Two events that are triggered when a contract takes a relevant action are:

  1. Transfer — broadcasts the details coins moving from one contract to another onto the network
  2. Approval — broadcasts the details of approvals of tokens from one address to another onto the network

An ERC20 token is generated by a set of smart contracts. Every transaction, therefore, goes through the smart contract. Outside of the ERC20 standards, developers can build more functions for the token in the smart contract. For example, token smart contracts can be programmed to have a lock-up period for the token before they become transferable. Or the smart contract can even be programmed to “mine” new tokens under certain conditions. The creation of new ERC20 tokens — adding to the token supply — can be done by virtue of issuing the smart contract code. This is referred to as “minting” (a term applied to the same process on other platforms as well.)

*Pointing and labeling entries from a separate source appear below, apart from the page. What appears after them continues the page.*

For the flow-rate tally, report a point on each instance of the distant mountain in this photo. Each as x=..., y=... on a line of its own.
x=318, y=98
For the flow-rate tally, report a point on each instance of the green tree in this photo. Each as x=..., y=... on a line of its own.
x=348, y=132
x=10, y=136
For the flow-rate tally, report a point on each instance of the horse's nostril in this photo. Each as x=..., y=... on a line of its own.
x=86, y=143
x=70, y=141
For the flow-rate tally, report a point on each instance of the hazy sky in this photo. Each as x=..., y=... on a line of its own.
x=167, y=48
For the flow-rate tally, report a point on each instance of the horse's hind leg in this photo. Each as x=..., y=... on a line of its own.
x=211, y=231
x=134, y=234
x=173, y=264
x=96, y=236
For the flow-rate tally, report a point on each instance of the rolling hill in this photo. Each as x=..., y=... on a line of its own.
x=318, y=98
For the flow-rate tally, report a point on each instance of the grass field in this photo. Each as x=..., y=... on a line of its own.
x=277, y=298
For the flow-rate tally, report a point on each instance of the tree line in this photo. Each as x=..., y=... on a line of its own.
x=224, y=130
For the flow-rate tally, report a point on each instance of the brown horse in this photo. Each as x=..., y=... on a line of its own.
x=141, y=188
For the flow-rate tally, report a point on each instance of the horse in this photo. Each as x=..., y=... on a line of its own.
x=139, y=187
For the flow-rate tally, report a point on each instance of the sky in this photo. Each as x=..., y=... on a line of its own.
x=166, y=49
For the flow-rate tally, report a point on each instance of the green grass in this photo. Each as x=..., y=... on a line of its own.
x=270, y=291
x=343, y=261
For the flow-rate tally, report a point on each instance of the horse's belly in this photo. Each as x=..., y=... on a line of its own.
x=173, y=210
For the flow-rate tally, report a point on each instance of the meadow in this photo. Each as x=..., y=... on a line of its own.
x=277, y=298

A Word of Caution For Investors
Of course, there are 2 sides to every token. With all of these functions and events defined for tokens in advance, it becomes very easy for a developer to create new tokens upon the Ethereum blockchain. That is why the vast amount of ICOs are built on Ethereum. Since it’s so easy to create a token and market it, little technical skill is required. Please keep this in mind when reviewing an ICO or existing token projects before investing. Be sure and determine what the project is doing above and beyond just creating a token. What is the token’s functionality in and out of the ecosystem? Will it provide a DApp? How realistic is it that this team will be able to fully develop the project? There are more skills required than just implementing the base token.

Conclusion
With all of these functions and events defined for tokens in advance, it becomes very easy for a developer to create new tokens upon the Ethereum blockchain. Speaking the same language via the use of ERC20 technical specifications saves a lot of time and resources. And it makes it easier for wallets to accept these tokens. Are you ready to create your own token now?

Disclaimer:
This article was written to the best of our knowledge with the information available to us. We do not guarantee that every bit of information is completely accurate or up-to-date. Please use this information as a complement to your own research. Nothing we write in any of our articles is intended as investment advice nor as an endorsement to buy/sell/hold anything. Cryptocurrency investments are inherently risky so you should never invest more than you can afford to lose.